The building had to be gutted, and new flooring was installed. Talbert credited Jasper, who retired as a plant operator shortly before Hurricane Laura, with keeping the business going despite the weather-related hardships and the death of her mother, Irma Dunning, April 3. Talbert returned to her repaired office last July.

“I couldn’t have done it without him,” she said.

As a business owner, Talbert said she understands how important being motivated is.

“Everything isn’t always peaches and cream,” she said. “There’s ups and downs, and you have to weather the storm.”

Talbert spent two years teaching billing and coding at Sowela, but she left as her business continued to grow. Before Hurricane Laura, she was working to open her own billing and coding school. Those plans are likely on hold until next year, she said.

“When my students leave me, everybody’s going to want them,” Talbert said.
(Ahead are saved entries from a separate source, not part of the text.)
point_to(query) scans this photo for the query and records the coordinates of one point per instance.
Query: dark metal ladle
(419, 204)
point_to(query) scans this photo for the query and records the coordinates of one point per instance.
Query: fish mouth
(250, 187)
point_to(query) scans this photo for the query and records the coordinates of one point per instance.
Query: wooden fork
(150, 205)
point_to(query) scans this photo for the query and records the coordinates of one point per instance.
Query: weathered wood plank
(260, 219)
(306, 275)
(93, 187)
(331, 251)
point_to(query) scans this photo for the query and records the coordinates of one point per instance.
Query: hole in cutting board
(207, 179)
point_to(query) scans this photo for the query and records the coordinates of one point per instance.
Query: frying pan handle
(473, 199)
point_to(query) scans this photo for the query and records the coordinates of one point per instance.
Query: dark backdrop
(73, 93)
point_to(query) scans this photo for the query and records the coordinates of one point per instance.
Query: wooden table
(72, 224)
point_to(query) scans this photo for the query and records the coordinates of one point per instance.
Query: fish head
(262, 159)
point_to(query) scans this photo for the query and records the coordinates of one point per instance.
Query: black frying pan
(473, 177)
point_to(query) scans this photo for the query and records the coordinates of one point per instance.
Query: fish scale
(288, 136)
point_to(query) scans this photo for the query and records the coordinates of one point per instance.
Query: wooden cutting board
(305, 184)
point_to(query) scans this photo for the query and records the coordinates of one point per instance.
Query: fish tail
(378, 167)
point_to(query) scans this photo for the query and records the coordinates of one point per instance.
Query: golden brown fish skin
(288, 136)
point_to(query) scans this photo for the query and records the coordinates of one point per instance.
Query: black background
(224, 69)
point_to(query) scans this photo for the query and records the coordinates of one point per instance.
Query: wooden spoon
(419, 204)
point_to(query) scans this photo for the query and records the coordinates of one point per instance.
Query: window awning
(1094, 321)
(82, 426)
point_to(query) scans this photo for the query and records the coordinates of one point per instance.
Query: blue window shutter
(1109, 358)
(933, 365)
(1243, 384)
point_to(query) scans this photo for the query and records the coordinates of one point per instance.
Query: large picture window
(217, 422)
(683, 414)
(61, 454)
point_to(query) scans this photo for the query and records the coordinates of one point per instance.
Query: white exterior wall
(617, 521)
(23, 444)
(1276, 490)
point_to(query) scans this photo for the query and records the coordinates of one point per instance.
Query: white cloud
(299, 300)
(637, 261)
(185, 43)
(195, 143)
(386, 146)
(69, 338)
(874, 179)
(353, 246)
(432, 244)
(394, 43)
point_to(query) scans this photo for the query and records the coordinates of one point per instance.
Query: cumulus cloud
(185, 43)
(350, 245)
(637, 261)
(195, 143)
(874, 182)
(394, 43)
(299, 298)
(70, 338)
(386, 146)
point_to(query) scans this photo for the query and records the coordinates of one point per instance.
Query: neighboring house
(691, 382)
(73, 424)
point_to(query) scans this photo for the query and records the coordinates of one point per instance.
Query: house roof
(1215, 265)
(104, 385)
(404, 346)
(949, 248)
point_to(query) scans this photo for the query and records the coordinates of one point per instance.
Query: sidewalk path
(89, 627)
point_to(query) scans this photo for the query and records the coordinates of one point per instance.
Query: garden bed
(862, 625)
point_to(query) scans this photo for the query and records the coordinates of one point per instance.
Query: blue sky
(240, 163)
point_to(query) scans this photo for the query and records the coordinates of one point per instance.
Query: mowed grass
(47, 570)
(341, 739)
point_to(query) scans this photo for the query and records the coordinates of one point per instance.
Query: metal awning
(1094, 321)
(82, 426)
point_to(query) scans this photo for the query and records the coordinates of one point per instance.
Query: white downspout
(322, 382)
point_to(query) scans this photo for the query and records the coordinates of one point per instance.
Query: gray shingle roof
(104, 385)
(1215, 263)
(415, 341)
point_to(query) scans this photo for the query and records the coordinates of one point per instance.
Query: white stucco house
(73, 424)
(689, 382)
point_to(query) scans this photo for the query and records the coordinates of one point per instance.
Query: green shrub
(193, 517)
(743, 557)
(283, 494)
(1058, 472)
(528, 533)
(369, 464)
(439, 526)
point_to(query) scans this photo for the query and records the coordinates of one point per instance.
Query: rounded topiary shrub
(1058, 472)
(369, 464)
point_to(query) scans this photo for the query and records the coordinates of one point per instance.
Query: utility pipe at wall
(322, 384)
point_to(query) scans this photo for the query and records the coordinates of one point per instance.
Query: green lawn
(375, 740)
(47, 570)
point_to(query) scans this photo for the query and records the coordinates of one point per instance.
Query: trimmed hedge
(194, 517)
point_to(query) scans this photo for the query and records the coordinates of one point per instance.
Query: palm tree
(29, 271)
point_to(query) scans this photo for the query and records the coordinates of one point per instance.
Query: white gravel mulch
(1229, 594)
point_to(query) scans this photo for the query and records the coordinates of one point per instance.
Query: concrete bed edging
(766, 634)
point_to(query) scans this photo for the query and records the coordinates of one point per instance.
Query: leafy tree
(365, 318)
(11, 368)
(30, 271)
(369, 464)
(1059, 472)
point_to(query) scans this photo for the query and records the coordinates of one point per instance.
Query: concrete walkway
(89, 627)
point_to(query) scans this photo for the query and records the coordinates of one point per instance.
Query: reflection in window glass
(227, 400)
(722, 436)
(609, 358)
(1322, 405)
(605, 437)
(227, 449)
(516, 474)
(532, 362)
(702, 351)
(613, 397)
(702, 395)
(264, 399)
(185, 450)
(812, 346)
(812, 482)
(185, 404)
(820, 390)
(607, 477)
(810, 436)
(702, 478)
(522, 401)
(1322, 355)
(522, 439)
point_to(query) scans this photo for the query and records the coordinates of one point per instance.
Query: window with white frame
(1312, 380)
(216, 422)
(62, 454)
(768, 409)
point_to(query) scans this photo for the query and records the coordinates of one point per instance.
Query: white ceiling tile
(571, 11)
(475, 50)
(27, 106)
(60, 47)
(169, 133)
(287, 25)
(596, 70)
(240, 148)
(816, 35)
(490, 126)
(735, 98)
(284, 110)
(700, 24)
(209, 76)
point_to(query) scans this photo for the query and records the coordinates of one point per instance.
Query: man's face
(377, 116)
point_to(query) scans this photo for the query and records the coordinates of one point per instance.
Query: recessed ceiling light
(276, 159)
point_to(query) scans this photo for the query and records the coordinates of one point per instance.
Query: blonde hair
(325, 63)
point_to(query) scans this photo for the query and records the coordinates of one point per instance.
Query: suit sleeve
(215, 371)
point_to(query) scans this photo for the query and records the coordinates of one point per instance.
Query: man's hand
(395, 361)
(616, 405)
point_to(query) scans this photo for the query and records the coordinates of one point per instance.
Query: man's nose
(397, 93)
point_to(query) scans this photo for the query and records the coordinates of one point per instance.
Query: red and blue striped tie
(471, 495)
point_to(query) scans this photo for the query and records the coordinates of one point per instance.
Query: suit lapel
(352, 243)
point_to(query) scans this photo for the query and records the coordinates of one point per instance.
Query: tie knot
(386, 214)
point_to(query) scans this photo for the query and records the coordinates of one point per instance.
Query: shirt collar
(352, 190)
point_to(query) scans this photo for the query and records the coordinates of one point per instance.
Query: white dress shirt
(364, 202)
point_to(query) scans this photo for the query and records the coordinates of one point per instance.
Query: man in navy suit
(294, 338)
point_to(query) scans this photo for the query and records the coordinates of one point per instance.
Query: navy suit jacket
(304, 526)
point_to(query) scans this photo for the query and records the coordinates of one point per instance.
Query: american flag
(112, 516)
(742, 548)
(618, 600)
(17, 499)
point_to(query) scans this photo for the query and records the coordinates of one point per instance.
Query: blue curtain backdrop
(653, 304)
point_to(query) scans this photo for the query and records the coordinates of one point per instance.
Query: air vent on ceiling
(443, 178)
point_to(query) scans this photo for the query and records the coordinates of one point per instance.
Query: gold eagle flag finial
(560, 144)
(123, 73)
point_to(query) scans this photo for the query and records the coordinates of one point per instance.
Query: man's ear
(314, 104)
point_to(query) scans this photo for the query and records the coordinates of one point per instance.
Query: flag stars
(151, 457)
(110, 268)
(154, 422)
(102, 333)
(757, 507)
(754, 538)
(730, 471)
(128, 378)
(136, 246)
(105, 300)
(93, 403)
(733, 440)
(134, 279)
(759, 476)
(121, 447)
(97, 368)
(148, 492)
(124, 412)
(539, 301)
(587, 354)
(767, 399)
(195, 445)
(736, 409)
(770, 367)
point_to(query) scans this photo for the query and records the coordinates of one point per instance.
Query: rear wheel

Talbert said her employees, all women, are extremely hardworking. She said medical billing is one of the more stressful occupations.

“It’s not the amount of companies; it’s how large they are and the kind of money they bring in,” she said. “You’re handling other people’s revenue. They’re depending on you. If they make a mistake they want you to fix it.”

Despite the stressful working environment, Talbert said there’s an excitement in seeing a company’s money come in. She said she does her best to take care of her staff.

“I never wanted to be the kind of employee where all money comes to me,” she said. “I want to let them know we are women of integrity.”